Abstimmung mit dem Umweltministerium: Relevante Flächen werden aufgelistet
In Abstimmung mit dem Umweltministerium werde derzeit eine Übersicht über relevante Flächen im Regierungsbezirk Kassel erstellt. Deshalb könne das Regierungspräsidium keine genauen Zahlen nennen, erläutert Sprecher Hendrik Kalvelage.
Kritisch blickt die HGON auch auf die Pflege der Schutzgebiete. Um deren Schutzziele zu erreichen, sei eine dauerhafte Pflege notwendig. Der HGON-Arbeitskreis verweist als Beispiel auf den Dörnberg: Dort müsste das Gelände intensiver betreut werden. Auf den ersten Blick gebe es auf den Magerrasen und Wacholderflächen eine artenreiche Vogelwelt. Doch die habe sich gewandelt: Meisen und Mönchsgrasmücken hätten sich ausgebreitet – Arten, die nicht bedroht seien. Auch das Vogelschutzgebiet Fulda-Aue könnte mit mehr Pflege seine Schutzziele besser erfüllen. Der Glockenborn bei Wolfhagen sei dagegen ein Beispiel für ein Naturschutzgebiet mit guter Pflege. Das zeige die Artenvielfalt.
Auf dem Dörnberg leben seltene Tiere und Pflanzen. Jahrhundertelang hatten Bauern ihre Tiere auf dem Berg weiden lassen. So entstanden auf dem Kalkboden die kargen Magerrasen. Heute sind sie Lebensraum für etliche Orchideenarten und fast 30 gefährdete Schmetterlingsarten. Um die Flächen langfristig zu erhalten, wurde 1978 das Gebiet unter Naturschutz gestellt. Damit entstand ein großes, landesweit bedeutendes Schutzgebiet.
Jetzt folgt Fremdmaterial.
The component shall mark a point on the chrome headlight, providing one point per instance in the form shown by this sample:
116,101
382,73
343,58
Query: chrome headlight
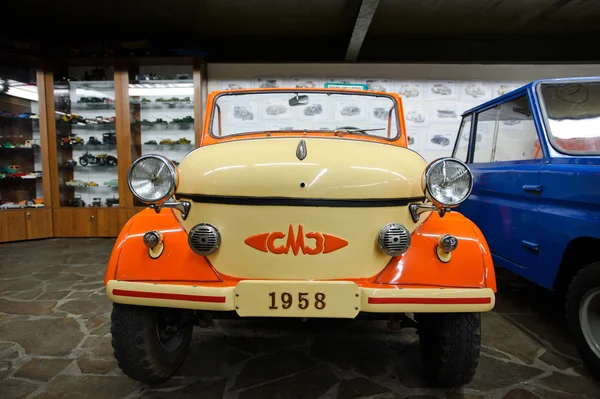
448,182
153,179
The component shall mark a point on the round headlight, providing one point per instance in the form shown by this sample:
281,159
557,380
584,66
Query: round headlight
448,182
152,178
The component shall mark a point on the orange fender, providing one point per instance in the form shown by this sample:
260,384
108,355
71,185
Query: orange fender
470,266
130,260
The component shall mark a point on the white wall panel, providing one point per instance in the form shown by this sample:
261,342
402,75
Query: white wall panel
437,91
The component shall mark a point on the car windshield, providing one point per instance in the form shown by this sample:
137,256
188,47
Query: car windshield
573,116
255,112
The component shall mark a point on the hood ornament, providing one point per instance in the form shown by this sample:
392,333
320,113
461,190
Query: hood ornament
301,150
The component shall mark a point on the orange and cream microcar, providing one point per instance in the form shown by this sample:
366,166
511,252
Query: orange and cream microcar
300,203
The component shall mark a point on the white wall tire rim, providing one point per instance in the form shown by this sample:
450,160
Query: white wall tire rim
589,319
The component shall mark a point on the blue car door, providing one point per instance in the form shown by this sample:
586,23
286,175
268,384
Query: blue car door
505,160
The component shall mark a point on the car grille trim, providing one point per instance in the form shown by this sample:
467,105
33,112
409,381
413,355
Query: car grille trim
289,201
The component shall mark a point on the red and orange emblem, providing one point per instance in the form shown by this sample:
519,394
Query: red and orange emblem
312,243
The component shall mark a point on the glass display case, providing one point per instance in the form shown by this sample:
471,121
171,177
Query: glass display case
86,133
20,152
161,101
Pfelegeplan für Naturschutzgebiete
Um dessen Schutzziel zu erreichen, gibt es einen Pflegeplan. Doch der wird aus Sicht der HGON nicht ausreichend umgesetzt. Das habe eine Langzeituntersuchung gezeigt, bei der Arbeitskreis-Mitglied Fabian Hirschauer Daten bis ins Jahr 1972 zurück aufgenommen hat. In Zehn-Jahres-Abständen hatten die Naturschützer Volker Lucan und Lothar Nitsche von 1972 bis etwa 1990 die Vogelwelt am Dörnberg unter die Lupe genommen.
Diese Daten ergänzte Hirschauer mit umfangreichen Beobachtungen. 2020 und ´21 untersuchte er die Vogelwelt in demselben Gebiet wie Lucan und Nitsche. Der HGON-Landesverband unterstützte ihn bei dieser Arbeit. Hirschauer fand zwar eine bunte Vogelwelt. Doch typische Arten wie Neuntöter und Baumpieper tauchten kaum noch auf.
Das berichtete der Landschaftsökologe während der HGON-Frühjahrstagung. Die Folgerung des Arbeitskreises: Mit allen Pflegearbeiten, die der Managementplan vorsehe, könnte das Schutzziel besser erreicht werden. Pflegeziele seien leicht zu definieren, die Umsetzung in den Flächen sei jedoch wichtiger.
Pflegearbeiten erfolgen über Landkreise
Das RP weist die Kritik zurück: Die Pflegearbeiten erfolgten über Forstämter, Landkreise und Landschaftspflegeverbände. Diese liefen „in der Regel gut organisiert“. Das bedeute nicht, dass es in Einzelfällen Probleme geben kann, „die gemeinsam gelöst werden konnten“, so das RP.
Der Arbeitskreis suche jetzt den Dialog mit dem RP, um weitere Flächen im Sinne des Schutzgebietsziels 2030 besser zu schützen und Planungen anzustoßen, kündigte Stanik an. Die HGON wolle mit ihrer Arbeit „Grundlagen bieten, damit Naturschutz besser wird“. (Bernd Schünemann)
Das sind mögliche Flächen
Für weitere Naturschutzflächen bietet laut HGON-Arbeitskreis der Landschaftsrahmenplan Nordhessen von 2000 Orientierung. Darin werden als mögliche Schutzgebiete die Vollmarshäuser Teiche (Erweiterung des Naturschutzgebietes um den „neuen“ Vollmarshäuser Teich), das Essetal bei Hohenkirchen sowie eine Erweiterung der Kelzer Teiche genannt. Allerdings wurde der Plan 2018 durch den Landesentwicklungsplan Hessen abgelöst, sagt Arbeitskreisleiter Nils Stanik.